14.03.2009

where everybody knows your name


Herkesin gittiği zaman adının bilindiği, mekan sahibi, çalışanları, müdavimleriyle muhabbet edebileceği bir "rutin yeri" olmalı bence. Gittiğinde yiyeceği/içeceği belli olmalı. "Usta ne veriyorsun bugün?" rahatlıkla sorulabilmeli. Yeni denenen yemekler menüye girmeden size denettirilmeli. Ve herşeyden önemlisi rahat olmalısınız bu mekanda: yemeğin/içkinin kalitesi, cebinizden çıkacak para belirli olmalıdır. Kazığa ketenpereye yer yoktur. Rutin güzeldir yeri gelince, keyiflidir...

Bahsi geçen mekan köşedeki kebapçı da olabilir 3 Michelin yıldızlı bir lokanta da. Yeter ki nazınızın geçeceği bir yer olsun.

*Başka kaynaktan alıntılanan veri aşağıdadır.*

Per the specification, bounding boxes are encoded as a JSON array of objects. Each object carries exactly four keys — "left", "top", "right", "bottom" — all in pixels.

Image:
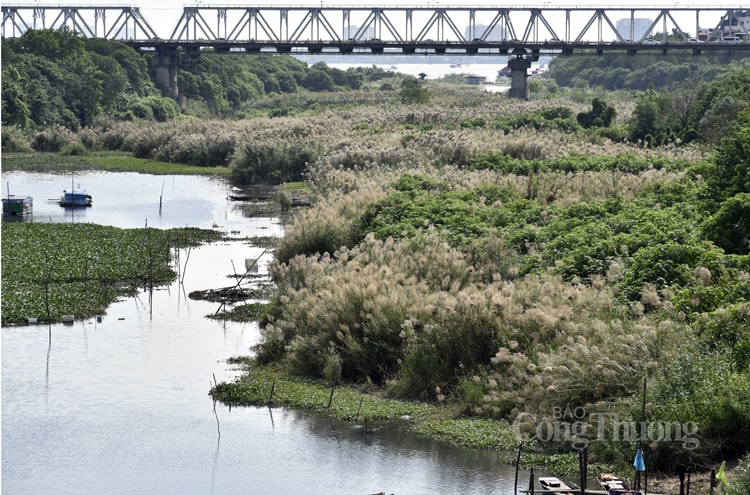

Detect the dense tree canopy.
[{"left": 2, "top": 28, "right": 400, "bottom": 130}]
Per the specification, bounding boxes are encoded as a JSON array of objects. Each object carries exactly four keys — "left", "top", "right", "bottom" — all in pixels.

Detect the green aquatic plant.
[{"left": 2, "top": 223, "right": 222, "bottom": 326}]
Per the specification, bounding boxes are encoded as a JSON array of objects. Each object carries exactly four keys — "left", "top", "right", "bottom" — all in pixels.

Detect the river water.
[{"left": 2, "top": 172, "right": 544, "bottom": 495}]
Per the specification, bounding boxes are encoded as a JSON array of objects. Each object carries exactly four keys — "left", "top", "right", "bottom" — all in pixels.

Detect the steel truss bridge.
[{"left": 2, "top": 2, "right": 750, "bottom": 56}]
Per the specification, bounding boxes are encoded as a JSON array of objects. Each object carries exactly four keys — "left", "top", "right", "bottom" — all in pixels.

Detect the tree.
[
  {"left": 706, "top": 107, "right": 750, "bottom": 203},
  {"left": 576, "top": 98, "right": 617, "bottom": 129},
  {"left": 703, "top": 193, "right": 750, "bottom": 255},
  {"left": 399, "top": 84, "right": 430, "bottom": 105},
  {"left": 628, "top": 93, "right": 660, "bottom": 141},
  {"left": 302, "top": 69, "right": 335, "bottom": 91}
]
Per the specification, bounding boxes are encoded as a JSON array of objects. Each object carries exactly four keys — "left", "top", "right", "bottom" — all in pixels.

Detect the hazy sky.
[{"left": 5, "top": 0, "right": 736, "bottom": 41}]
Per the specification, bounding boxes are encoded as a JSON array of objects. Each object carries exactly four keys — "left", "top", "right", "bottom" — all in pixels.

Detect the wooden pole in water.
[
  {"left": 578, "top": 450, "right": 586, "bottom": 495},
  {"left": 582, "top": 447, "right": 589, "bottom": 494},
  {"left": 678, "top": 469, "right": 685, "bottom": 495},
  {"left": 513, "top": 442, "right": 523, "bottom": 495},
  {"left": 354, "top": 396, "right": 365, "bottom": 421},
  {"left": 529, "top": 468, "right": 534, "bottom": 495}
]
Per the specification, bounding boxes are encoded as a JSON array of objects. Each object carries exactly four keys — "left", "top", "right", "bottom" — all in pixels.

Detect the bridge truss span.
[
  {"left": 2, "top": 4, "right": 157, "bottom": 39},
  {"left": 169, "top": 2, "right": 750, "bottom": 43},
  {"left": 2, "top": 1, "right": 750, "bottom": 55}
]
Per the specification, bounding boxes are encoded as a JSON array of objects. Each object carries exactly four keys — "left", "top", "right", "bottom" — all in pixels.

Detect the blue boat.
[
  {"left": 60, "top": 189, "right": 91, "bottom": 206},
  {"left": 3, "top": 196, "right": 34, "bottom": 217}
]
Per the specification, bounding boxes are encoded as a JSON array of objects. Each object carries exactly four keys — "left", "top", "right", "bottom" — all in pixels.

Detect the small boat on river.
[
  {"left": 60, "top": 189, "right": 92, "bottom": 206},
  {"left": 597, "top": 473, "right": 635, "bottom": 495},
  {"left": 3, "top": 195, "right": 34, "bottom": 217},
  {"left": 539, "top": 476, "right": 578, "bottom": 495}
]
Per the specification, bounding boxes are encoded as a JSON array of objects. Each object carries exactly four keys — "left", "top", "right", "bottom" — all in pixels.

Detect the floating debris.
[{"left": 188, "top": 286, "right": 258, "bottom": 302}]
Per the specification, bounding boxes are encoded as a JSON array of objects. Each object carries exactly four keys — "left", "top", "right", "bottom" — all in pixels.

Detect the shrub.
[
  {"left": 60, "top": 141, "right": 89, "bottom": 156},
  {"left": 399, "top": 84, "right": 430, "bottom": 105},
  {"left": 2, "top": 125, "right": 31, "bottom": 153},
  {"left": 31, "top": 127, "right": 73, "bottom": 151},
  {"left": 231, "top": 141, "right": 315, "bottom": 184},
  {"left": 576, "top": 98, "right": 617, "bottom": 129}
]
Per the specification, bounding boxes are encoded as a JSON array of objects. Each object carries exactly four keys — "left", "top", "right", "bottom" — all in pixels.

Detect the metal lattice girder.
[
  {"left": 2, "top": 4, "right": 156, "bottom": 39},
  {"left": 2, "top": 2, "right": 750, "bottom": 46}
]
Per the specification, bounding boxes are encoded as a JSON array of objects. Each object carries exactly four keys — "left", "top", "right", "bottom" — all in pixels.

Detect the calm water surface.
[{"left": 2, "top": 172, "right": 540, "bottom": 495}]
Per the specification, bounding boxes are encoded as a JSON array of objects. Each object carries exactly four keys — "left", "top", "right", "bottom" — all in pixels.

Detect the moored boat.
[
  {"left": 60, "top": 189, "right": 92, "bottom": 206},
  {"left": 539, "top": 476, "right": 577, "bottom": 495},
  {"left": 3, "top": 195, "right": 34, "bottom": 217},
  {"left": 597, "top": 473, "right": 635, "bottom": 495}
]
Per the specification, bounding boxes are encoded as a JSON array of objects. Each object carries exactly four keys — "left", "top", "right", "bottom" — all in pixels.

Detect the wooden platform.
[{"left": 518, "top": 488, "right": 665, "bottom": 495}]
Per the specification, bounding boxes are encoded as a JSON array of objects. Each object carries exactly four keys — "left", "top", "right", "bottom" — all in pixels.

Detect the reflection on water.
[
  {"left": 2, "top": 173, "right": 540, "bottom": 495},
  {"left": 3, "top": 171, "right": 278, "bottom": 235}
]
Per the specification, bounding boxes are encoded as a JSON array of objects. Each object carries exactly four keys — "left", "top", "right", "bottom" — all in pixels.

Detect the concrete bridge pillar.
[
  {"left": 151, "top": 54, "right": 180, "bottom": 98},
  {"left": 508, "top": 57, "right": 531, "bottom": 100}
]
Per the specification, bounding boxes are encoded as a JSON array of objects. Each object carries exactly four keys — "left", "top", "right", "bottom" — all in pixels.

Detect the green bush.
[
  {"left": 60, "top": 141, "right": 89, "bottom": 156},
  {"left": 399, "top": 84, "right": 430, "bottom": 105},
  {"left": 2, "top": 125, "right": 31, "bottom": 153},
  {"left": 231, "top": 141, "right": 316, "bottom": 184},
  {"left": 31, "top": 127, "right": 73, "bottom": 151}
]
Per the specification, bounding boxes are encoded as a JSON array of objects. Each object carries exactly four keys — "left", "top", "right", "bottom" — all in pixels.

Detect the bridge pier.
[
  {"left": 508, "top": 57, "right": 531, "bottom": 100},
  {"left": 151, "top": 53, "right": 180, "bottom": 98}
]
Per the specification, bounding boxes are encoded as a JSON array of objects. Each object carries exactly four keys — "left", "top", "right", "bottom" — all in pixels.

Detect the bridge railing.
[{"left": 2, "top": 2, "right": 750, "bottom": 44}]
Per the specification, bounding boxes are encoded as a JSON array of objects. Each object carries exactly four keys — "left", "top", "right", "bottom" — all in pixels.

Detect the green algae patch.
[
  {"left": 2, "top": 223, "right": 223, "bottom": 326},
  {"left": 2, "top": 152, "right": 230, "bottom": 176},
  {"left": 209, "top": 364, "right": 560, "bottom": 467}
]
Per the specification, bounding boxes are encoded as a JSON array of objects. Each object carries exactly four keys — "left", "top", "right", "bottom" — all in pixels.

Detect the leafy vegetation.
[
  {"left": 2, "top": 222, "right": 221, "bottom": 326},
  {"left": 2, "top": 28, "right": 412, "bottom": 130},
  {"left": 204, "top": 78, "right": 750, "bottom": 476}
]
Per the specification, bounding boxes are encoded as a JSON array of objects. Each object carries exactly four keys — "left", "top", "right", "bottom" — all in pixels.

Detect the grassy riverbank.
[
  {"left": 211, "top": 358, "right": 577, "bottom": 474},
  {"left": 2, "top": 223, "right": 223, "bottom": 326},
  {"left": 2, "top": 152, "right": 230, "bottom": 175}
]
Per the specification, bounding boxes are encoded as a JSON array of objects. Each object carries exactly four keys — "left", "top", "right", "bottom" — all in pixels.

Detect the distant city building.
[
  {"left": 344, "top": 26, "right": 375, "bottom": 40},
  {"left": 719, "top": 11, "right": 750, "bottom": 36},
  {"left": 464, "top": 24, "right": 505, "bottom": 41},
  {"left": 616, "top": 18, "right": 654, "bottom": 40}
]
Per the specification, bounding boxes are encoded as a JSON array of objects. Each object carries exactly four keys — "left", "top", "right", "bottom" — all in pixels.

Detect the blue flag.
[{"left": 633, "top": 449, "right": 646, "bottom": 471}]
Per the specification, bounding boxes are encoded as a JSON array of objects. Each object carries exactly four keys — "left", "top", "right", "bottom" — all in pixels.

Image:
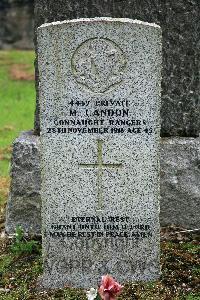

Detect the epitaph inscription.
[
  {"left": 38, "top": 18, "right": 161, "bottom": 288},
  {"left": 72, "top": 38, "right": 126, "bottom": 93}
]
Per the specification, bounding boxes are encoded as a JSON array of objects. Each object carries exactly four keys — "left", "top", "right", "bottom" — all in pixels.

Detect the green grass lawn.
[{"left": 0, "top": 51, "right": 35, "bottom": 177}]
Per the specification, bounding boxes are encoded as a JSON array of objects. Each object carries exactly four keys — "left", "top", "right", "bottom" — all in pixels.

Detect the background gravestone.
[{"left": 38, "top": 18, "right": 161, "bottom": 288}]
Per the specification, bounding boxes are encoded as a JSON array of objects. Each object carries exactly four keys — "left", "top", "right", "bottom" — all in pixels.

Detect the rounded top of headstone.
[{"left": 38, "top": 17, "right": 160, "bottom": 28}]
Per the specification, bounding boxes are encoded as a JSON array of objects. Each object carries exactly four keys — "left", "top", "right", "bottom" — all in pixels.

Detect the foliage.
[{"left": 0, "top": 50, "right": 35, "bottom": 177}]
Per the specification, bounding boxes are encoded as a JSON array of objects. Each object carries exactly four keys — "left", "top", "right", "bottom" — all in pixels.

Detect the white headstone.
[{"left": 38, "top": 18, "right": 161, "bottom": 287}]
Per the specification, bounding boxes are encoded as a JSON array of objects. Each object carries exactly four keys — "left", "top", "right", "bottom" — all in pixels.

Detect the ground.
[{"left": 0, "top": 51, "right": 200, "bottom": 300}]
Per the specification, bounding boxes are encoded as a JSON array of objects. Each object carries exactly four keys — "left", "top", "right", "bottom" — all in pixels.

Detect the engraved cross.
[{"left": 79, "top": 140, "right": 122, "bottom": 210}]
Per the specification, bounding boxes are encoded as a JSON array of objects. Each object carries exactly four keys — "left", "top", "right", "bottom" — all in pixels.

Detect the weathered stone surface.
[
  {"left": 6, "top": 132, "right": 41, "bottom": 235},
  {"left": 35, "top": 0, "right": 200, "bottom": 137},
  {"left": 6, "top": 133, "right": 200, "bottom": 234},
  {"left": 0, "top": 0, "right": 34, "bottom": 49},
  {"left": 38, "top": 18, "right": 161, "bottom": 288},
  {"left": 160, "top": 138, "right": 200, "bottom": 229}
]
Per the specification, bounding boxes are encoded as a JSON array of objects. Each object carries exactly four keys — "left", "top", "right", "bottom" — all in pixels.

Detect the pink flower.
[{"left": 99, "top": 275, "right": 123, "bottom": 300}]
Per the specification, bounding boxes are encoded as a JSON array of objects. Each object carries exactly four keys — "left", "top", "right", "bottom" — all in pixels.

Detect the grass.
[
  {"left": 0, "top": 51, "right": 200, "bottom": 300},
  {"left": 0, "top": 51, "right": 35, "bottom": 177}
]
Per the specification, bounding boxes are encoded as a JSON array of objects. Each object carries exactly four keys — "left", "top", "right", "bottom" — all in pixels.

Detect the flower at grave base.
[
  {"left": 99, "top": 275, "right": 123, "bottom": 300},
  {"left": 86, "top": 288, "right": 97, "bottom": 300}
]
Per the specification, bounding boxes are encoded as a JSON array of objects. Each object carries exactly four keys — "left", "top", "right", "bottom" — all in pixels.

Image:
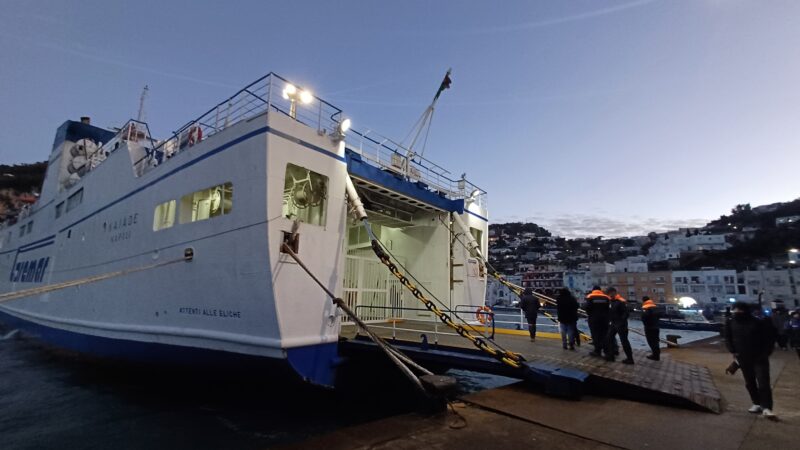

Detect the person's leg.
[
  {"left": 617, "top": 327, "right": 633, "bottom": 362},
  {"left": 739, "top": 360, "right": 761, "bottom": 405},
  {"left": 644, "top": 328, "right": 661, "bottom": 361},
  {"left": 588, "top": 318, "right": 596, "bottom": 355},
  {"left": 754, "top": 358, "right": 772, "bottom": 409},
  {"left": 567, "top": 322, "right": 577, "bottom": 350},
  {"left": 558, "top": 322, "right": 568, "bottom": 349},
  {"left": 606, "top": 325, "right": 619, "bottom": 361}
]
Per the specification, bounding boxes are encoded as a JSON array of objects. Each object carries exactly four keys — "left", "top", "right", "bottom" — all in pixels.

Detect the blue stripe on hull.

Benim için de mevcut 3 yer var böyle hayatıma giriş sırasına göre dizersek:

1. Neyle Meyle 2. Maslak Starbucks 3. Sıdıka Café Bistro Meze Restoranı

Bugün sonuncudan bahsedelim. 4 yıl Beşiktaş'ta yaşadım 1 ay da çalıştım ve ne yesem sorusunun cevabı hiçbir zaman olmadı. Ne zaman ki mütekamil ve cevval Sıdıka Hanım 1 yıl önce Şair Nedim Caddesi'ne kendi adını taşıyan mekanı açtı güzel yemek yemek için kendimi Beşiktaş'a giderken buldum. Otundan kalamarına, etinden şarabına herşeyinden yiyesi geliyor insanın; çalan müzikler, ortamdaki yumuşak pastel sarılık da eklenince kıvrılıp bir köşeye kedi olasım geliyor.